Perhaps your answer isn't as clear as you think it is. See below.
Named tuples support all of that too. One of the reasons I have not glommed onto dataclasses is that for my purposes, they don't seem to add much that named tuples didn't already give us. * Record- or struct-like named fields? Check. * Automatic equality? Check. * Nice repr? Check. * Can add arbitrary methods and override existing methods? Check. Perhaps named tuples offer *too much**: * Instances of tuple; * Equality with other tuples; and maybe dataclasses offer some features I haven't needed yet, but it seems to me that named tuples and dataclasses are two solutions to the same problem: how to create a record with named fields.

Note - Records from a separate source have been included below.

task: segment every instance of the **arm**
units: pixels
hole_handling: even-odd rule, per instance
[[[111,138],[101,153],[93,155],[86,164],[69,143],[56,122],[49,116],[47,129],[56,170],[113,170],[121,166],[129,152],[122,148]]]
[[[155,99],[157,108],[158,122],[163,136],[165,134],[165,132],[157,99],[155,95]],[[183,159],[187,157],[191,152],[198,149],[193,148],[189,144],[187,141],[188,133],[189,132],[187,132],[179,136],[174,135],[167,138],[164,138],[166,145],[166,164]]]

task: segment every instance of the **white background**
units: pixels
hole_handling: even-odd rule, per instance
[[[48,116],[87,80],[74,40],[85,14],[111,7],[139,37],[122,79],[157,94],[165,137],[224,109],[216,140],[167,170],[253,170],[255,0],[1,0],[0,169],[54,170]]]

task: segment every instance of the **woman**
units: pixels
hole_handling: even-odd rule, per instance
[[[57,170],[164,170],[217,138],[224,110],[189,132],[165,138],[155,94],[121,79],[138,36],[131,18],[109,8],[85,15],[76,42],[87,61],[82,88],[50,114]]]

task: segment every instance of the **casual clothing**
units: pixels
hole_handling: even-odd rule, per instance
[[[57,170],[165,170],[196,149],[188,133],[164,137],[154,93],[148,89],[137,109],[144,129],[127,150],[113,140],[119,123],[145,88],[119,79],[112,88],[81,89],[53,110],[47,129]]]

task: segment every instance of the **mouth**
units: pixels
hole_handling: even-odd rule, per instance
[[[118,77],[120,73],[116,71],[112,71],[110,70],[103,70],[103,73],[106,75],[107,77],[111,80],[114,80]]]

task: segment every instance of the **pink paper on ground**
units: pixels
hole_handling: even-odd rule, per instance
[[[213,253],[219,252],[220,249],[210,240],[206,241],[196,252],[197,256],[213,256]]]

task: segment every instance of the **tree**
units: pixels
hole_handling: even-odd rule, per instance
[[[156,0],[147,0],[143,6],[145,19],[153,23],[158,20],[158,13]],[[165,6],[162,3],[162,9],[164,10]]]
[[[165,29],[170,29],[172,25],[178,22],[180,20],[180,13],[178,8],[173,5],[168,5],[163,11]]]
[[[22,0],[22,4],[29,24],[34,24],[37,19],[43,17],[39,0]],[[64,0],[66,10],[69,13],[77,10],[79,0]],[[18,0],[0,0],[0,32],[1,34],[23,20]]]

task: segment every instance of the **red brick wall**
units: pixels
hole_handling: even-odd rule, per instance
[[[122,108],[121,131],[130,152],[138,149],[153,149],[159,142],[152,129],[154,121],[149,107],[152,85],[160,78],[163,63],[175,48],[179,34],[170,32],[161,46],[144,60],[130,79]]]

Or possibly records/structs.
nope, nope, and nope.
Okay, I really have no idea what you think dataclasses are, if you don't think of them as something like an object-oriented kind of record or struct (a class with named data fields). You even define them in terms of storing a defined set of data, except you clearly don't mean a set in the mathematical meaning of an unordered collection (i.e. set()). A set of data is another term for a record. So I don't understand what you think dataclasses are, if you vehemently deny that they are records (not just one nope, but three). And since I don't understand your concept of dataclasses, I don't know how to treat your position in this discussion. Should I treat it as mainstream, or idiosyncratic? Right now, it seems pretty idiosyncratic. Maybe that's because I don't understand you. See below.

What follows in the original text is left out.